Quando tenho cada vez mais empresas maiores, estimulo esse ecossistema inteiro que envolve academia, empresas e governo a discutir como as empresas podem ajudar a construir uma sociedade melhor com seus produtos e serviços 

Acho que a grande evolução do Sistema B é que hoje a gente tem discussões mais profundas com empresas que monitoram de forma mais adequada suas ações na sociedade e podem influenciar políticas públicas e privadas e estimular novas empresas a se instalarem com novas formas de pensar. 

Como você enxerga o futuro desse segundo setor em um mundo diferente, com clima mais extremo e um consumidor mais atento e cobrando mais das empresas?
Existe um otimismo central nessa história.
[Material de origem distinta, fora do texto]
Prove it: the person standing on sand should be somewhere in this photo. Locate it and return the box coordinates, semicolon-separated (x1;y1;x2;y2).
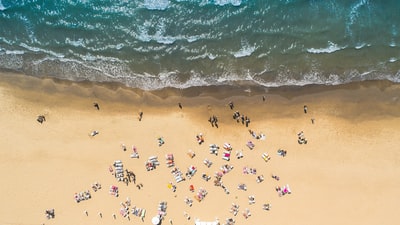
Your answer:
93;102;100;110
139;111;143;121
229;101;235;109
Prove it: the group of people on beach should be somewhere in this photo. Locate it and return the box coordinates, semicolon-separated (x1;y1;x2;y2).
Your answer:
38;97;308;224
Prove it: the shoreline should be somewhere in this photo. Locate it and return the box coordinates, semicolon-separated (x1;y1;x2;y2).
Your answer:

Claro que a gente tem uma expectativa muito grande dos consumidores porque, de fato, é a sociedade que pressiona. 

Uma pesquisa do Sistema B com o Google e Mind Miners diz que 47% das pessoas ainda não entendem muito bem quais são as ações de ESG feitas pelas empresas. 

Isso demonstra a necessidade de uma comunicação mais efetiva — não só de campanhas, mas de um relacionamento mais próximo com a comunidade para explicar e auxiliar esse consumidor no sentido de compreender o que é uma ação efetiva e o que não é. 

Tem um lugar de uma expectativa muito grande das empresas fazerem tudo, mas se a sociedade civil não está empoderada suficientemente para entender o que essas empresas estão fazendo e cobrar pelas mudanças necessárias, ficamos refém daquilo que é dito, sem poder avaliar se funciona ou não. 

Quais são os planos do Sistema B para o futuro?
Estamos fazendo o planejamento para três anos. Cada vez mais queremos ser um hub de soluções de impacto. Não temos apenas certificações, mas consultorias, sensibilizações, formação de multiplicadores. 

Quando olhamos para o futuro, educação é essencial, além de mais geração de negócios entre a própria rede e levando pra fora 

E justiça social e climática como temas centrais da estratégia, porque não dá pra dialogar com uma realidade tão complexa brasileira sem pensar nesses dois temas que estão muito presentes.